Read Rise of the Data Lakehouse to explore why lakehouses are the data architecture of the future with the father of the data warehouse, Bill Inmon.
In the past decade, the amount of available genomic data has exploded as the price of genome sequencing has dropped. Researchers are now able to scan for associations between genetic variation and diseases across cohorts of hundreds of thousands of individuals from projects such as the UK Biobank. These analyses will lead to a deeper understanding of the root causes of disease that will lead to treatments for some of today’s most important health problems. However, the tools to analyze these data sets have not kept pace with the growth in data.

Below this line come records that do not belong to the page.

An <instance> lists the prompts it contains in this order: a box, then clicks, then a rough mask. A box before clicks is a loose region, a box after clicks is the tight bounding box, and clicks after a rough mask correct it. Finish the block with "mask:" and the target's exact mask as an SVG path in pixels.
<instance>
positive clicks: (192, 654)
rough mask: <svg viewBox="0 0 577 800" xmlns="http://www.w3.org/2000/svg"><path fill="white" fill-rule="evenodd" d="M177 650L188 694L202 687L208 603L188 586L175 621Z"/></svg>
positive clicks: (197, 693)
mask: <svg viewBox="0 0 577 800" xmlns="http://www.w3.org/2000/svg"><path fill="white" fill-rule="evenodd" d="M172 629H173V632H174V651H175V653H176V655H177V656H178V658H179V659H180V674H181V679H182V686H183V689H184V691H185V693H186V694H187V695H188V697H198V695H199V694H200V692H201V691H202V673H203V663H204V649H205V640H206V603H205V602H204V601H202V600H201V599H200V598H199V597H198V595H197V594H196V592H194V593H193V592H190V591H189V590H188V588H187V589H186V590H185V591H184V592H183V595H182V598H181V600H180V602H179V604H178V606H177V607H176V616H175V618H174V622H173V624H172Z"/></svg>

Many users are accustomed to using command line tools like plink or single-node Python and R scripts to work with genomic data. However, single node tools will not suffice at terabyte scale and beyond. The Hail project from the Broad Institute builds on top of Spark to distribute computation to multiple nodes, but it requires users to learn a new API in addition to Spark and encourages that data to be stored in a Hail-specific file format. Since genomic data holds value not in isolation but as one input to analyses that combine disparate sources such as medical records, insurance claims, and medical images, a separate system can cause serious complications.
We believe that Spark SQL, which has become the de facto standard for working with massive datasets of all different flavors, represents the most direct path to simple, scalable genomic workflows. Spark SQL is used for extracting, transforming, and loading (ETL) big data in a distributed fashion. ETL is 90% of the effort involved in bioinformatics, from extracting mutations, annotating them with external data sources, to preparing them for downstream statistical and machine learning analysis. Spark SQL contains high-level APIs in languages such as Python or R that are simple to learn and result in code that is easier to read and maintain than more traditional bioinformatics approaches. In this post, we will introduce the readers and writers that provide a robust, flexible connection between genomic data and Spark SQL.
Reading data
Our readers are implemented as Spark SQL data sources, so VCF and BGEN can be read into a Spark DataFrame as simply as any other file type. In Python, reading a directory of VCF files looks like this:
spark.read\
.format("com.databricks.vcf")\
.option("includeSampleIds", True)\
.option("flattenInfoFields", True)\
.load("/databricks-datasets/genomics/1kg-vcfs")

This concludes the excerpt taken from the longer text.